SDG, Ulusal Savunma Kuvvetleri’nin Suriye'nin doğusuna sızmasına izin vermedi

Suriye'nin doğusundaki Deyrizor kırsalında devriye gezen ABD ordusuna ait Bradley araçları ve ABD’li bir asker (Arşiv – Şarku’l Avsat)
Suriye'nin doğusundaki Deyrizor kırsalında devriye gezen ABD ordusuna ait Bradley araçları ve ABD’li bir asker (Arşiv – Şarku’l Avsat)

Suriye Demokratik Güçleri (SDG), Ulusal Savunma Kuvvetleri üyelerinin ve Suriye ordusuna bağlı emniyet birimlerinden unsurların Suriye'nin doğusuna sızma girişimlerini engellendiğini duyurdu. Fırat Nehri'nin batı yakasındaki el-Meyadin kentinde konuşlu Suriye ordu güçlerinin pazartesiyi salıya bağlayan gece Deyrizor’un doğu kırsalındaki Ziban beldesine başlattıkları yoğun topçu bombardımanı ve ağır silahlarla ateş açmaları sonucu iki taraf arasında çatışmalar patlak verdi. Çatışmalarda her iki taraftan 24 askeri unsur ve Zibanlı bir sivil öldü, 31 asker ise yaralandı.

SDG Medya Merkezi Müdürü Ferhad Şami, Şarku'l Avsat'a telefon aracılığıyla yaptığı açıklamada, SDG’nin pazartesi akşamı el-Meyadin’den açılan topçu bombardımanı altında Ziban’a sızma girişimi sırasında Suriye rejimi askerleri ve ona bağlı milisleri saatler içinde püskürtmeyi başardığını söyledi. Şami, rejim askerleri ve milislerin, ‘sivillerin evlerini ve camileri çatışmak, saklanmak ve tahkimat amaçlı olarak kullandığını’ belirtti.

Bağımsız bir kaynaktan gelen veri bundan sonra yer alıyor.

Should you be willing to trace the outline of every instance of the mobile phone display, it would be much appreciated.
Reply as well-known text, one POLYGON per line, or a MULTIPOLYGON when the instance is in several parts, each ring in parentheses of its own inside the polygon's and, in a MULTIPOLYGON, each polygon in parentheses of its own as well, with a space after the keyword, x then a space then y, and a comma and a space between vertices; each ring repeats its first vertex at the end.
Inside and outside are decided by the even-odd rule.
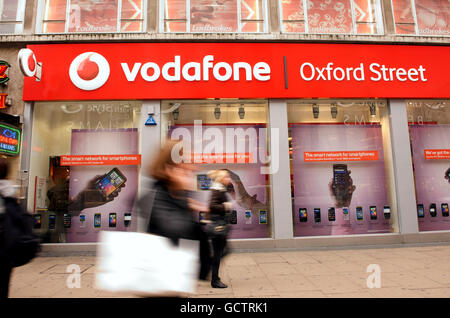
POLYGON ((334 208, 328 208, 328 221, 336 221, 336 210, 334 208))
POLYGON ((197 175, 197 185, 200 190, 209 190, 211 186, 211 179, 206 174, 197 175))
POLYGON ((131 224, 131 213, 125 213, 123 218, 123 223, 126 227, 129 227, 131 224))
POLYGON ((69 229, 72 225, 72 216, 69 213, 64 213, 64 228, 69 229))
POLYGON ((100 213, 94 214, 94 227, 101 227, 102 226, 102 215, 100 213))
POLYGON ((267 224, 267 211, 259 210, 259 224, 267 224))
POLYGON ((383 208, 384 218, 386 220, 389 220, 391 218, 391 207, 388 205, 385 205, 383 208))
POLYGON ((357 206, 356 207, 356 219, 358 221, 364 220, 364 213, 363 213, 362 206, 357 206))
POLYGON ((343 215, 344 221, 349 221, 350 220, 350 215, 349 215, 348 208, 342 208, 342 215, 343 215))
POLYGON ((300 218, 300 222, 308 222, 308 213, 306 208, 298 209, 298 215, 300 218))
POLYGON ((109 198, 115 193, 122 185, 125 184, 127 178, 120 172, 119 169, 114 168, 106 174, 106 176, 96 183, 97 188, 105 196, 109 198))
POLYGON ((84 227, 85 223, 86 223, 86 215, 81 214, 80 215, 80 227, 84 227))
POLYGON ((109 214, 109 227, 116 227, 117 226, 117 213, 110 213, 109 214))
POLYGON ((237 212, 236 212, 236 210, 232 210, 231 211, 230 224, 237 224, 237 212))
POLYGON ((40 214, 34 214, 33 215, 33 228, 34 229, 40 229, 41 228, 41 215, 40 214))
MULTIPOLYGON (((417 216, 419 217, 419 218, 423 218, 423 217, 425 217, 425 209, 424 209, 424 207, 423 207, 423 204, 418 204, 417 205, 417 216)), ((431 212, 431 211, 430 211, 431 212)))
POLYGON ((320 223, 321 217, 320 217, 320 208, 314 208, 314 222, 320 223))
POLYGON ((442 216, 448 216, 448 204, 447 203, 442 203, 441 204, 441 209, 442 209, 442 216))
POLYGON ((431 215, 431 217, 433 217, 433 218, 437 216, 436 203, 431 203, 431 204, 430 204, 430 215, 431 215))
POLYGON ((338 202, 338 207, 341 207, 341 204, 344 204, 344 202, 348 202, 350 200, 350 178, 347 165, 333 165, 333 183, 331 188, 334 196, 336 197, 336 201, 338 202))
POLYGON ((245 211, 245 224, 252 224, 252 211, 245 211))
POLYGON ((377 219, 377 207, 371 206, 369 209, 370 209, 370 219, 376 220, 377 219))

Rejim güçlerini, sızma girişiminde bulunanları desteklemekle ve topçu bombardımanları ve ağır silahlarla saldırmakla suçlayan Şami, “Sivillerin evlerine ve kent pazarına çok sayıda top mermisi düşerken, bir sivil de hayatını kaybetti. Hizmet kurumları sızan paralı askerler tarafından yağmalanırken, çok sayıda kişi de yaralandı” ifadelerini kullandı.

scdfe
Deyrizor’un doğu kırsalındaki güvenlik operasyonuna katılan SDG’liler. (Arşiv - Özel)

Çatışmalar sonucunda her iki taraftan 24 askeri unsur öldü, 31 asker ise yaralandı. Yaralılar, el-Meyadin ve Deyrizor’daki hastanelere kaldırıldı. Şami, “Terör saldırısında 4 savaşçımız şehit oldu” şeklinde konuştu.

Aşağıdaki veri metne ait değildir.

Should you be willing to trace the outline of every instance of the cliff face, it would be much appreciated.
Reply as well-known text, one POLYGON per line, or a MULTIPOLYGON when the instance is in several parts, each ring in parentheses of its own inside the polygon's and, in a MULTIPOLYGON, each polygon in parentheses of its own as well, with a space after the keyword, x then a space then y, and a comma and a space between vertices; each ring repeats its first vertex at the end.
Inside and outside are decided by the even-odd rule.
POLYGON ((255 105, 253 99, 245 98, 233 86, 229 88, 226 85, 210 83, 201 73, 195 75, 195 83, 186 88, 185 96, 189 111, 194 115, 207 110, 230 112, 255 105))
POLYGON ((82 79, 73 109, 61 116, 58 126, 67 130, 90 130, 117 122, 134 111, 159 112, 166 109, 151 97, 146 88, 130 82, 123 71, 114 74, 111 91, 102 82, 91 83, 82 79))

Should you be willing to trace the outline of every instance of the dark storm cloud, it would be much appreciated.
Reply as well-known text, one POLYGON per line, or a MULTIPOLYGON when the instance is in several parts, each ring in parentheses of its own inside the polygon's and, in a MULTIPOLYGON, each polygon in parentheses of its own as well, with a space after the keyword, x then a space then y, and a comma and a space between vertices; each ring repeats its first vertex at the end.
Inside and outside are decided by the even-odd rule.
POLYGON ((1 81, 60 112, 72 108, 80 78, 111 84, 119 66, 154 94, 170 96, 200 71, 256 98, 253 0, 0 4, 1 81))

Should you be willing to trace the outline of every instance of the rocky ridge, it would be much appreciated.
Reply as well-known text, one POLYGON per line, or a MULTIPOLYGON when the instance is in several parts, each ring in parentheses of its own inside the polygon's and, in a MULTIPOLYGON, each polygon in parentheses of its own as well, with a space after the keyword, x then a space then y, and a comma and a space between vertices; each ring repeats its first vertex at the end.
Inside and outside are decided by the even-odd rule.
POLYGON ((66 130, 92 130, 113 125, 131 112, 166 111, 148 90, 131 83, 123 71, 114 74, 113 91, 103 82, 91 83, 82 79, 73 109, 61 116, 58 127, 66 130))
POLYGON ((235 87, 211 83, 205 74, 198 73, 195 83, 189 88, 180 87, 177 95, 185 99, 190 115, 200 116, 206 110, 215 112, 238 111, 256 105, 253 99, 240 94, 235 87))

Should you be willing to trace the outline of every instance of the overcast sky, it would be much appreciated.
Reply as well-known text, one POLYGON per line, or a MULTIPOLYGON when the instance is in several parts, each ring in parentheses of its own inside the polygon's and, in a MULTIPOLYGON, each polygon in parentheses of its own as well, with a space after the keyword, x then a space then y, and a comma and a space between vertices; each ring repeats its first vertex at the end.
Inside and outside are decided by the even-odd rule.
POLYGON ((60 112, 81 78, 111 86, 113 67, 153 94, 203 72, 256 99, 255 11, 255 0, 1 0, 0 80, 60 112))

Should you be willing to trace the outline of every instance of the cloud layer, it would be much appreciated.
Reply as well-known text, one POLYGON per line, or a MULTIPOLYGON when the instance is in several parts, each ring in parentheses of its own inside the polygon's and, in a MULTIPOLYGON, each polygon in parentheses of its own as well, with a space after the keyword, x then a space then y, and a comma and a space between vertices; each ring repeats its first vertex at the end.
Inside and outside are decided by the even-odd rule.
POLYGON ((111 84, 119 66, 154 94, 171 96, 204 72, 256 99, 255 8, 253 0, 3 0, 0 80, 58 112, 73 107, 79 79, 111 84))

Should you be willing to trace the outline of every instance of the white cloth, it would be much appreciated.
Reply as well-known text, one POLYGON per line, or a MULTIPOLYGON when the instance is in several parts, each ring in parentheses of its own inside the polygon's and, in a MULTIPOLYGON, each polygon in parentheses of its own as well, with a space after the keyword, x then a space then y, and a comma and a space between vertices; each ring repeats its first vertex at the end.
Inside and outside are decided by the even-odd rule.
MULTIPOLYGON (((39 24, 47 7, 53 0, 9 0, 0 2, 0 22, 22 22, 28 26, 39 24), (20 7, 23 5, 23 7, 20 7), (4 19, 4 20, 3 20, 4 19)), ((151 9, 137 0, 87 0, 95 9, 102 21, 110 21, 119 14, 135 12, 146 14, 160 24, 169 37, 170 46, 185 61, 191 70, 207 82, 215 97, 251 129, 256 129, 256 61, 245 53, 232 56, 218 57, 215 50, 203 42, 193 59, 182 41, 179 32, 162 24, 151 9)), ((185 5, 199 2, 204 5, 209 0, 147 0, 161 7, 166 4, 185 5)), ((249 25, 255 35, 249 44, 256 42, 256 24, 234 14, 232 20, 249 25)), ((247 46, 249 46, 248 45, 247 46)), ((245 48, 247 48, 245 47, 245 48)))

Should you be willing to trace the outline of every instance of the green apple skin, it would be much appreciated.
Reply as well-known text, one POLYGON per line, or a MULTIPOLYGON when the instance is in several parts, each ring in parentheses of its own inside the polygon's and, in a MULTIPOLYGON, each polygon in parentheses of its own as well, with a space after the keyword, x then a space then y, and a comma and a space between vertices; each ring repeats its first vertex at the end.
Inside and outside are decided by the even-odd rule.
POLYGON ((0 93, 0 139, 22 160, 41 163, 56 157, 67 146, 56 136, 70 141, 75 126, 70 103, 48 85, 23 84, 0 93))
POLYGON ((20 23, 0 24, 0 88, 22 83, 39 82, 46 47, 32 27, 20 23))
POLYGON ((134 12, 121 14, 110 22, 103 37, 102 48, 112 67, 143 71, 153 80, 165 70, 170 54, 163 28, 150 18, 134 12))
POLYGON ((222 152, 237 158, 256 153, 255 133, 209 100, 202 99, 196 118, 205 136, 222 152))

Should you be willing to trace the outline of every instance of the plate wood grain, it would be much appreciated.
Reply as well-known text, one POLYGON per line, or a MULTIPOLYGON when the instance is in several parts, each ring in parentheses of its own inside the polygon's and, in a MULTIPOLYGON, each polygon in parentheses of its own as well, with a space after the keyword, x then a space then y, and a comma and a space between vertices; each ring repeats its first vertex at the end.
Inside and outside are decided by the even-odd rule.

Suriye İnsan Hakları Gözlemevi (SOHR), salı günü SDG üyelerinin, el-Kisra beldesindeki döner kavşağında bulunan askeri kontrol noktalarından birinde hastaneden dönen iki kadını gözaltına aldığını bildirdi. İzbah beldesinden olan kadınların cep telefonlarında yapılan arama sonucunda, Deyrizor Askeri Konseyi üyelerinin resimlerinin bulunmasının ardından gözaltına alındıkları bildirildi. Kadınların, Hişam beldesinden sürüldükleri ve Deyrizor'un kuzey kırsalındaki el-İzba beldesinde yaşadıkları öğrenildi.

SDG'ye bağlı güvenlik birimleri, 24 Eylül'de Deyrizor'un doğusundaki Ebu Hardub beldesinde düzenledikleri baskında, çok sayıda kişi, yerel milisler ile SDG arasındaki olaylar sırasında sabotaj eylemlerine katıldıkları gerekçesiyle gözaltına alındı. Deyrizor’un kuzey kırsalında yer alan Hariciye beldesinde de iki gündür gözaltılar sürüyor.

Çatışmaların özellikle Suriye’nin doğusunda yer alan Deyrizor kırsalındaki çeşitli bölgelerde, Washington liderliğindeki Uluslararası Koalisyon güçleri tarafından desteklenen Kürt ve Arap unsurlardan oluşan SDG ile Deyrizor Askeri Konseyi'nden çekilenler ve Arap aşiretlerine mensup savaşçılar arasında 10 gün boyunca yaşanan benzer çatışmalardan üç hafta sonra patlak vermesi dikkati çekti.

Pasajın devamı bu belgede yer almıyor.